In the garden she can hear the low murmur of voices. It sounds like Collette has at least calmed down enough to talk.

All my life, she thinks. All my life I’ve lived here, and now it’s spoiled. All the memories – all the Mum making cakes, the laundry days and the pegging out, Dad coming home in his butcher’s coat and his straw boater and chasing me round the garden with his cleaver, pretending to be an ogre as I shrieked with half-joy, half-terror, the looking after them as they got ill, the I-love-you deathbeds – all painted over in black by one single moment.
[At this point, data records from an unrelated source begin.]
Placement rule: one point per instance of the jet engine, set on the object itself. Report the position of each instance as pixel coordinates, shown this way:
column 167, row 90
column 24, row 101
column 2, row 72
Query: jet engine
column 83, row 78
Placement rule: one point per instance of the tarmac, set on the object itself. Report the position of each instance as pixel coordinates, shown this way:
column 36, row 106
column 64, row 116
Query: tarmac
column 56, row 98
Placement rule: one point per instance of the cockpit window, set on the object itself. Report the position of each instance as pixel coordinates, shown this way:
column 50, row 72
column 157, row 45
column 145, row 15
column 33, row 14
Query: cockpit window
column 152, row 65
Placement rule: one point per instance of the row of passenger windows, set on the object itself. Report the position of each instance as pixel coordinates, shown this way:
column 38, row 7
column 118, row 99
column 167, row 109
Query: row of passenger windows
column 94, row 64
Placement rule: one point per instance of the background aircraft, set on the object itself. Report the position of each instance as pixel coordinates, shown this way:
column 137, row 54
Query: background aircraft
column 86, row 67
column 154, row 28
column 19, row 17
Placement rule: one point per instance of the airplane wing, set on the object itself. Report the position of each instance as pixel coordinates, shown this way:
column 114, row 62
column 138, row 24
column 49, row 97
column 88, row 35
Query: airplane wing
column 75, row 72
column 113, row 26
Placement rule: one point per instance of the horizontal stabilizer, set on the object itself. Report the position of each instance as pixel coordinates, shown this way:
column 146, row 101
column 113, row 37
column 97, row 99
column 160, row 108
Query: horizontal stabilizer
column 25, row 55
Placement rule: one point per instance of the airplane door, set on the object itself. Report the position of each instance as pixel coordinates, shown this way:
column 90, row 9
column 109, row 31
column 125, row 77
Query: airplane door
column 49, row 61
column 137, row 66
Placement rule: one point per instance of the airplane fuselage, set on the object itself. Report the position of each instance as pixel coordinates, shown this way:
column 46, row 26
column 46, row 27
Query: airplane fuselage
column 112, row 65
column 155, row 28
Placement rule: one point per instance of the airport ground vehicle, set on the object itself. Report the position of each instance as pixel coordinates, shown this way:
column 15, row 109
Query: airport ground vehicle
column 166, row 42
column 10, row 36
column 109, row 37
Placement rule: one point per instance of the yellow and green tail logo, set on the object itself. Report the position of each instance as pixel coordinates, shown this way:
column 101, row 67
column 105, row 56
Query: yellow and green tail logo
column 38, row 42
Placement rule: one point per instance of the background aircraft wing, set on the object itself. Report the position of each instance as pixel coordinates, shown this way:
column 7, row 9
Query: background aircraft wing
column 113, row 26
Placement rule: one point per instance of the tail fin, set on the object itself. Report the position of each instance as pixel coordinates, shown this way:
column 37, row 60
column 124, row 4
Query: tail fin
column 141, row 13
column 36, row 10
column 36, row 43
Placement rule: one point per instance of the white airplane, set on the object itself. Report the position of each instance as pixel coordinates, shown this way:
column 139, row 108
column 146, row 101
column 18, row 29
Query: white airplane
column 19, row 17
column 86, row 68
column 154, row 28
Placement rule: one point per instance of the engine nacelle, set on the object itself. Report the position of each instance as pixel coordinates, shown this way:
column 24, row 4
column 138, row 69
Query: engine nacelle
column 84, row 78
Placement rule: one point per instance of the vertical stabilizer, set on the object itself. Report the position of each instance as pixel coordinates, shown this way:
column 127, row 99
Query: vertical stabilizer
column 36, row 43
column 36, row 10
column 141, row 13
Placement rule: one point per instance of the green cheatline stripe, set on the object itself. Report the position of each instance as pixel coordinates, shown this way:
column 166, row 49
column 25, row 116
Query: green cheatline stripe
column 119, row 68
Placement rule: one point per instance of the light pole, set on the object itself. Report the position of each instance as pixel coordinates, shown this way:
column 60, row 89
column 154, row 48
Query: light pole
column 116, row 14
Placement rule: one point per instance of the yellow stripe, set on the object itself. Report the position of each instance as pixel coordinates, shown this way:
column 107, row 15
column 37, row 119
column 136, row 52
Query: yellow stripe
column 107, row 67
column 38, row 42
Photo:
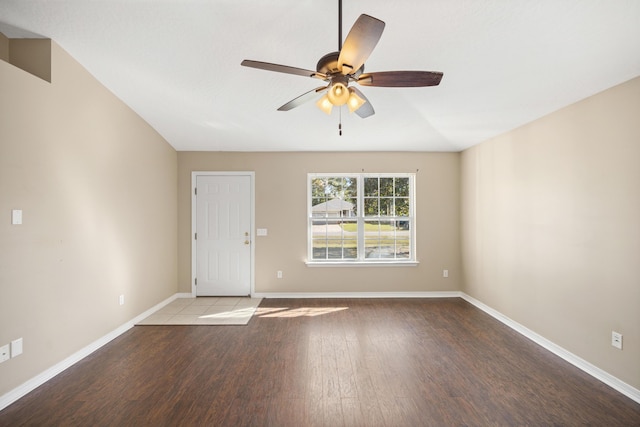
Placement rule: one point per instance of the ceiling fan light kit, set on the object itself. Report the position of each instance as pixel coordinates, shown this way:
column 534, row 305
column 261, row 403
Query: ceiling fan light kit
column 341, row 68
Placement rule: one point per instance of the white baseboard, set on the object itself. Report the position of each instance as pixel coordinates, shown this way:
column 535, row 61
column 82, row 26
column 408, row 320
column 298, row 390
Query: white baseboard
column 624, row 388
column 35, row 382
column 613, row 382
column 444, row 294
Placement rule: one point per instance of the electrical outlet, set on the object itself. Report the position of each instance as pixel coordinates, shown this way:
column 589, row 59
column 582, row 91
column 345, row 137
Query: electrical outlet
column 616, row 339
column 4, row 353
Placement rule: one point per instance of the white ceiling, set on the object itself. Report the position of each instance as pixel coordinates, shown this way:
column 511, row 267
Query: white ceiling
column 177, row 64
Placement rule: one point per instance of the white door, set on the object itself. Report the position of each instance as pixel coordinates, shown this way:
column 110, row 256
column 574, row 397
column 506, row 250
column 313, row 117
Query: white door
column 223, row 235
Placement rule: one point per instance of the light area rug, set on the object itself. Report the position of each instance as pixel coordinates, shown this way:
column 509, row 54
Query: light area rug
column 205, row 311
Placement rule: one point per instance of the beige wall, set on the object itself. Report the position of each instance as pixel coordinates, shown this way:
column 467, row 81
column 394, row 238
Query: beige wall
column 98, row 190
column 4, row 48
column 551, row 227
column 31, row 55
column 281, row 196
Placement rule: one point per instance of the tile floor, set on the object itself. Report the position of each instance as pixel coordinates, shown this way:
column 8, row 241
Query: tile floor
column 205, row 311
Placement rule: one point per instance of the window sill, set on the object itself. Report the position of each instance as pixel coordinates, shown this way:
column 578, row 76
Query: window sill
column 362, row 263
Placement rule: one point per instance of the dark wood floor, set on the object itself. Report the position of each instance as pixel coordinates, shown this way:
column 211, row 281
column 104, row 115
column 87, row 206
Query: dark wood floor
column 327, row 362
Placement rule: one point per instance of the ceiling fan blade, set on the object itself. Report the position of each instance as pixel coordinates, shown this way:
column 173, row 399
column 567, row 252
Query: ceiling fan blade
column 282, row 69
column 305, row 97
column 401, row 78
column 359, row 44
column 366, row 109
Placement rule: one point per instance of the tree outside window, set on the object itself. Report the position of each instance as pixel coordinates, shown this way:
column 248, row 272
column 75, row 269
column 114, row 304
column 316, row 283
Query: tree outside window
column 361, row 217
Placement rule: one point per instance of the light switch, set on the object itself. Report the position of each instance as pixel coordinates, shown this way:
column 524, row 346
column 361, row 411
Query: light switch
column 16, row 347
column 16, row 217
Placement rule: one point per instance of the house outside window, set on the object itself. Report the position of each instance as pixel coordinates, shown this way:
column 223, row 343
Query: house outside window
column 361, row 218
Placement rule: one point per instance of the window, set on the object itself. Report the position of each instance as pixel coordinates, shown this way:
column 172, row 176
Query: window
column 361, row 218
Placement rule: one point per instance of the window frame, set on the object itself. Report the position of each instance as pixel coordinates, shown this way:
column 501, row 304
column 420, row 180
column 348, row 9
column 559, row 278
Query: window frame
column 361, row 219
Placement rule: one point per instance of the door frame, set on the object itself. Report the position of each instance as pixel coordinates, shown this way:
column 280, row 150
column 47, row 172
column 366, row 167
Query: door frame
column 194, row 176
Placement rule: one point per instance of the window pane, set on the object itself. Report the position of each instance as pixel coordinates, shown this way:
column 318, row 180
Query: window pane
column 386, row 187
column 386, row 206
column 402, row 187
column 371, row 187
column 371, row 207
column 384, row 209
column 334, row 239
column 402, row 207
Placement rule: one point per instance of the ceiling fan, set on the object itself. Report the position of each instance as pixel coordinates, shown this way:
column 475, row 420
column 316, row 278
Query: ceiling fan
column 346, row 66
I know it’s early days. I know I’m still in shock and I’m scared about what will happen next, what will happen when they find him, but I feel as though it will never be the same again. What if I’m eighty-five, all alone here, all these people long gone, and I’m still dashing in and out of the bathroom like the hounds of hell are on my tail?